All of the great, or notable, traders in history...are somewhat of gamblers; You won't essentially get nowhere...by just being the house -- whatever that means. I agree with your second part though. KISS: keep it simple, stupid. -- Some of the best traders have a very simple strategy and mindset. they just churn that machine day in, day out. Alot of people make trading out to require complex Genius or something, which is rather silly.
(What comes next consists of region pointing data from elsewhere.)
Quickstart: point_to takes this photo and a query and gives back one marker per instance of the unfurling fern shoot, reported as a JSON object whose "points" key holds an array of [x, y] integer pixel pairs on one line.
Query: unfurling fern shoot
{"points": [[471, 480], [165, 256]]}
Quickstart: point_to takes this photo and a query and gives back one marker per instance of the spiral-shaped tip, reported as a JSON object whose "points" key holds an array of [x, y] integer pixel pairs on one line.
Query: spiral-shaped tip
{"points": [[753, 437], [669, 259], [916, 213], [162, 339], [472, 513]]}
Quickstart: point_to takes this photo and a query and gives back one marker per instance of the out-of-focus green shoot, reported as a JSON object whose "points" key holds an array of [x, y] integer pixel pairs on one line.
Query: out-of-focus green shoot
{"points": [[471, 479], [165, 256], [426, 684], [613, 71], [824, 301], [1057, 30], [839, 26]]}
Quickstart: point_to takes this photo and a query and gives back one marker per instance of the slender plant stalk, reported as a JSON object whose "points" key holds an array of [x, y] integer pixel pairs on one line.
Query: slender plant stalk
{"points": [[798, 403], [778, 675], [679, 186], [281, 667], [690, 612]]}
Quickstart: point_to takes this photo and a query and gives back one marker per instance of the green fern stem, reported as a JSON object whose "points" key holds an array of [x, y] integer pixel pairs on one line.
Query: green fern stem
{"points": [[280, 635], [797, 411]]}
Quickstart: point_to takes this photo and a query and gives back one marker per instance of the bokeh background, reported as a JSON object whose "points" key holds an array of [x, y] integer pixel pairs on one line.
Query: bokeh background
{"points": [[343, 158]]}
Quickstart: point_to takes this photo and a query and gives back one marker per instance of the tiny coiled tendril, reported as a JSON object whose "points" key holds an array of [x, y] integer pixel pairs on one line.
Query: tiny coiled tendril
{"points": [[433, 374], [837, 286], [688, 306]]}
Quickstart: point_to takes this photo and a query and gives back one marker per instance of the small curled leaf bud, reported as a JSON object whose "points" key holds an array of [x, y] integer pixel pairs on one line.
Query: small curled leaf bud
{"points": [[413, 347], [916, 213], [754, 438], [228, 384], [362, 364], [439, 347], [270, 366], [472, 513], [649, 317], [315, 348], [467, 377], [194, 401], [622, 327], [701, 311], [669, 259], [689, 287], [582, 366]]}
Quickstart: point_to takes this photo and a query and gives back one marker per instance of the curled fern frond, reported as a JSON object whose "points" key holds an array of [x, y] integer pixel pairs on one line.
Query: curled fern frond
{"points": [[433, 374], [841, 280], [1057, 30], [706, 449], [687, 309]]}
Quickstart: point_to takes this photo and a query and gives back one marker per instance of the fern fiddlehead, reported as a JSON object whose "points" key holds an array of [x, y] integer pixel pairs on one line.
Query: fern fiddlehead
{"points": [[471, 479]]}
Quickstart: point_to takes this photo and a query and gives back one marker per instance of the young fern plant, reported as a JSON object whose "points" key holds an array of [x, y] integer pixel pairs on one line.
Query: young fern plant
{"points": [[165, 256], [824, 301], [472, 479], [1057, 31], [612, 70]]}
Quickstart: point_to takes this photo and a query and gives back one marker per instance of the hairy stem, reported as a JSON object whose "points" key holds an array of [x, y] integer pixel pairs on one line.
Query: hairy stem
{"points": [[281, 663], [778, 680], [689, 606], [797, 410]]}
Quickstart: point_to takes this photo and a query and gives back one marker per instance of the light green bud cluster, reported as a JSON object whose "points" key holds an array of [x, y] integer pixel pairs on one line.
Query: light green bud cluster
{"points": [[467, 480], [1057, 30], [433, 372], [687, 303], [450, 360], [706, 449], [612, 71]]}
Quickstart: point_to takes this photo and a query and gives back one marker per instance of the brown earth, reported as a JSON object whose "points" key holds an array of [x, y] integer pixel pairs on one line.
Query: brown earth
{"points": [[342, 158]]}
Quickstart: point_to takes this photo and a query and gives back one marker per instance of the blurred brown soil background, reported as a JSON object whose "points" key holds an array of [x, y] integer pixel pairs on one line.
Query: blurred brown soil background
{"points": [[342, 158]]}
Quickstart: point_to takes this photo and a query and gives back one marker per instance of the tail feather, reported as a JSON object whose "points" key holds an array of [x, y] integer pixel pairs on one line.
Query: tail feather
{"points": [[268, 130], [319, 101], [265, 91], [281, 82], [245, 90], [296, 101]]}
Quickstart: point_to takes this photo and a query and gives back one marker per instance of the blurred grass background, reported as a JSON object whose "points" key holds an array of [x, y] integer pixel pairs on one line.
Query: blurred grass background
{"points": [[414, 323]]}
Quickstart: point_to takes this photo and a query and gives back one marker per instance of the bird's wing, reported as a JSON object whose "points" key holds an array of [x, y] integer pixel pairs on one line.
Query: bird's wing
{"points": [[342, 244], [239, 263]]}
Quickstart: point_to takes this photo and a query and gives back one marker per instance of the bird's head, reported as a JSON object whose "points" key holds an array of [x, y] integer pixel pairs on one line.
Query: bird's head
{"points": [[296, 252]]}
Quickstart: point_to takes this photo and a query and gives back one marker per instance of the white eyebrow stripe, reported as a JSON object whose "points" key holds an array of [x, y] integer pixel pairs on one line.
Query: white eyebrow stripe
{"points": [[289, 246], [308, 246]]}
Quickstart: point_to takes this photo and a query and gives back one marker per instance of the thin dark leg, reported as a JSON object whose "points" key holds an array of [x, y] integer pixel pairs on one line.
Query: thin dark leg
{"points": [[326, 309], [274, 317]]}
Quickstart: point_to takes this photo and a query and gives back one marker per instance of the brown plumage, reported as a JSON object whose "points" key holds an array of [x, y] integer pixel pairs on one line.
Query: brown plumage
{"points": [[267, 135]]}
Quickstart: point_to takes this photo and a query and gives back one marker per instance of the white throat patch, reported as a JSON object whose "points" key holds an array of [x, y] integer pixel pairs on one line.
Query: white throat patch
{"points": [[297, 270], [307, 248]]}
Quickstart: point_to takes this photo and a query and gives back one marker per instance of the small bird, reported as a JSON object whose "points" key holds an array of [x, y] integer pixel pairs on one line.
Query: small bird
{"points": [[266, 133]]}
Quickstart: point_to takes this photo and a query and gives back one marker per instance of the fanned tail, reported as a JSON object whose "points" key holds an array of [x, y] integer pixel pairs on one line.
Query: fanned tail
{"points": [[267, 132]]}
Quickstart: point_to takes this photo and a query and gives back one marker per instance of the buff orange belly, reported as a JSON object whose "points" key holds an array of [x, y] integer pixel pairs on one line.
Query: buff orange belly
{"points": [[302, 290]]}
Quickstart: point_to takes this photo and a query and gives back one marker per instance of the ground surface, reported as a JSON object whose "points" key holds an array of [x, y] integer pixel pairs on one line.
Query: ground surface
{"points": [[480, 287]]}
here's a post by Marcos Lopez de Prado from 2 days ago: "How many times have you been told that math is not good enough for investing? That markets are way too complex for being modeled? That quant methods are no match to a discretionary trader's insight? The reality is, some of the most successful investors in history are pure mathematicians. You may have heard only a couple of names, because most of us work more than talk. We do not go to TV shows. We do not speak our book or lure investors into our trades. We do not have nice, feel-good, smart-sounding "stories" to tell to an audience of gamblers. We just make money, every week, through hard scientific work and sheer computing power. Many of those who claim that math is useless are the same people who return 5% a year before charging a 1%-3% management fee. If that's "The New Normal", I do not want to be a part of it. So, after many years listening to the same mantra from those charlatans, I have decided to speak out: Yes, math is the best way, and perhaps the only way, to beat the markets consistently. If you are a math student, do not let them discourage you. I was once in your shoes. I was told that fundamental analysis, technical analysis or financial theory were the only way. They are wrong. Mathematics is just formal logic, it is reason in its purest form. A quant is someone who restores objectivity to prices, by providing liquidity to an irrational trader. Our numbers will keep growing, and one day financial firms will be run like laboratories, where decisions will be based on scientific facts instead of guru-guesses. Volatility will be replaced with certainty, and society will achieve its full financial potential."